PF INDICIA O PREFEITO RENI PEREREIRA POR CORRUPÇÃO E PECULATO

O prefeito afastado de Foz do Iguaçu, Reni Pereira (PSB), foi indiciado pela Polícia Federal nesta quarta-feira (27). Os investigadores dizem ter encontrado indícios de que ele cometeu os crimes de corrupção ativa, corrupção passiva e peculato. Reni está em prisão domiciliar desde o dia 14 de julho, quando foi deflagrada a quarta fase da Operação Pecúlio, que investiga um esquema de fraude em licitações nas áreas de saúde e obras e o pagamento de propina na administração local.
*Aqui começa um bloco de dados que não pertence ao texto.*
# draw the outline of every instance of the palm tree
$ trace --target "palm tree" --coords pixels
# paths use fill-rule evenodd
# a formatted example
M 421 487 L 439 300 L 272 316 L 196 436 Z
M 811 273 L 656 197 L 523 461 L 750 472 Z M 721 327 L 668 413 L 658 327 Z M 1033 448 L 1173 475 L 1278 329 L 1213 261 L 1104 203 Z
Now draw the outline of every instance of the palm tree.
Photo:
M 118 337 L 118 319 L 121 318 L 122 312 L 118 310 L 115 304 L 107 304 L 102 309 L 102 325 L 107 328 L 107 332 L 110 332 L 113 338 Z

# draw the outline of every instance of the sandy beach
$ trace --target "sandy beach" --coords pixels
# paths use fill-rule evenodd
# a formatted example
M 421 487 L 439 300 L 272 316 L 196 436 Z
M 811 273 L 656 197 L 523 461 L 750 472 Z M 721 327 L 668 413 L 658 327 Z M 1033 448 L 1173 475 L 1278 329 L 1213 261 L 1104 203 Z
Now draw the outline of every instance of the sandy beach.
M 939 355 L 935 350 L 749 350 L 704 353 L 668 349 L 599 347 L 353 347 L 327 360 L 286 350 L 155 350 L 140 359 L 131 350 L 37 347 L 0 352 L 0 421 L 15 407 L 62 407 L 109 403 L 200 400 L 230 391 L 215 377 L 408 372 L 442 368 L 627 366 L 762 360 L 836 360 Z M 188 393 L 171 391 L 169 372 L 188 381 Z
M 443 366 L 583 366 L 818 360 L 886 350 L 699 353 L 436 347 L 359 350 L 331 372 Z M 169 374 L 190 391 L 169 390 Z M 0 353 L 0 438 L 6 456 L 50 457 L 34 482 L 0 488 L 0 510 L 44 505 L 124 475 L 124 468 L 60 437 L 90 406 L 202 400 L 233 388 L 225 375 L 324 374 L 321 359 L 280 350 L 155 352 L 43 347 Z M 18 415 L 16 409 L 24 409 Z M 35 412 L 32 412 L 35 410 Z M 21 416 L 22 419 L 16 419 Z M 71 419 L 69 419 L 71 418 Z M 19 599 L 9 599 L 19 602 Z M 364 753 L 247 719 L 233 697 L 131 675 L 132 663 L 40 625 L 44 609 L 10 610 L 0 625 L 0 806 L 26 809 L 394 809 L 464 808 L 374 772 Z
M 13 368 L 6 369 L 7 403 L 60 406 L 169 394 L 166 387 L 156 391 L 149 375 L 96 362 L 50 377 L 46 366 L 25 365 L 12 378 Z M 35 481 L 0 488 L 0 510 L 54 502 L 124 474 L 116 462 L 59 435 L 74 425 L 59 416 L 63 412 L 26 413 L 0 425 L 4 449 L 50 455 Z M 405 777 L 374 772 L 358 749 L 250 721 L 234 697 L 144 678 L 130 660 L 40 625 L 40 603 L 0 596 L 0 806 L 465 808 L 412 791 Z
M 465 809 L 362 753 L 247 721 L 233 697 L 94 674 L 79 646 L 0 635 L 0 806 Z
Na conclusão do inquérito, o delegado Fabio Tamura reforça que as irregularidades eram encabeçadas pelo prefeito e que “as pessoas cujas condutas foram investigadas agiam de forma associada, compondo uma complexa organização criminosa, estruturalmente ordenada e caracterizada pela divisão de tarefas, com o objetivo de obter, direta ou indiretamente, vantagens de natureza econômica e pessoal, mediante a prática de graves infrações penais”.

Ainda segundo as investigações da PF, o esquema instalado na prefeitura se ramificava por diversas secretarias “por meio de nomeações de integrantes do grupo criminoso em cargos de comando”.

O inquérito deve ser encaminhado ao Ministério Público Federal do Tribunal Regional Federal da 4ª Região (TRF4) em Porto Alegre (RS), já que Reni Pereira tem foro privilegiado. Depois disso, a procuradoria poderá apresentar denúncia à Justiça Federal, reenviar o inquérito policial para a PF para a complementação das investigações ou requerer o arquivamento da investigação.

Caso venha a ser processado e condenado pelos crimes que a polícia apurou, Reni Pereira poderá pegar mais de 30 anos de prisão.

Ao G1, o advogado Hussein Mohamad Cheiato, disse que já tomou conhecimento do indiciamento do prefeito e que deve se reunir com outros advogados ainda nesta quarta para definirem o que farão, só então deve se pronunciar sobre o assunto.

Investigações

Além do prefeito, entre os 12 acusados que continuam presos desde a deflagração da primeira fase da operação, no dia 19 de maio, estão empresários, ex-diretores e ex-secretários da Prefeitura de Foz do Iguaçu, a maioria ligados às secretarias de Saúde e de Obras. No total, a ação penal que investiga o esquema de propina conta com 85 réus.

Conforme as investigações iniciadas ainda em 2014, foram desviados mais de R$ 4 milhões em recursos destinados a obras e a serviços de saúde na cidade. Valor equivalente deve ser ressarcido por quatro empreiteiros que fizeram acordos de delação premiada com o Ministério Público Federal (MPF). O dinheiro deve ser devolvido no prazo máximo de três anos e destinado ao Hospital Municipal de Foz do Iguaçu.